The common ground dove lives in open areas that have trees and bushes. They are also found in forests with sandy areas, farmlands, and savannahs and near human infrastructure. Common ground doves seem to hold territories but they are rarely aggressive when dealing with intruders.

==Behaviour==

===Diet===
The common ground dove is a ground gleaner; as such it forages on the ground feeding on vegetation, seeds and fruits. It can also feed on insects and snails (including the shells), and will feed from bird feeders if available to them. They often eat while they are still moving and searching for other food items. Common ground doves can suck water into their beak and swallow it by lifting their heads, which is a common feature shared with other members of its family.

===Breeding===
The common ground dove mates with its partner for life. They build nests on the ground in vegetation or sometimes slightly off the ground in bushes. Their nests are quite simple, usually just a slight groove in the ground surrounded with plant material in a simple manner. The nests in bushes often are a simple structure of twigs and vegetation that are often fragile.
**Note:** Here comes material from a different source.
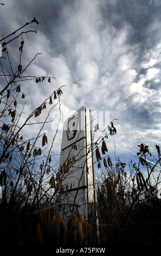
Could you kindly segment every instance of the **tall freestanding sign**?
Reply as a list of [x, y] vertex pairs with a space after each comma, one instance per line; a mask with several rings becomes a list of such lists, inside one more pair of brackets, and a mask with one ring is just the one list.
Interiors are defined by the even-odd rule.
[[91, 112], [85, 106], [64, 122], [60, 163], [63, 189], [59, 196], [67, 217], [75, 204], [87, 217], [95, 209], [92, 133]]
They can become sexually active within 79 days after hatching. Nesting can occur between February and October; however, the peak of nesting occurs between early April and mid May. They can have 2–3 broods in any given year. On average, two white eggs are laid that are incubated by both parents for 12–14 days. The hatchlings are altricial at birth and covered in a small amount of gray down feathers. The young birds can fledge in 11 days. Both parents feed the young birds until they are ready to feed themselves.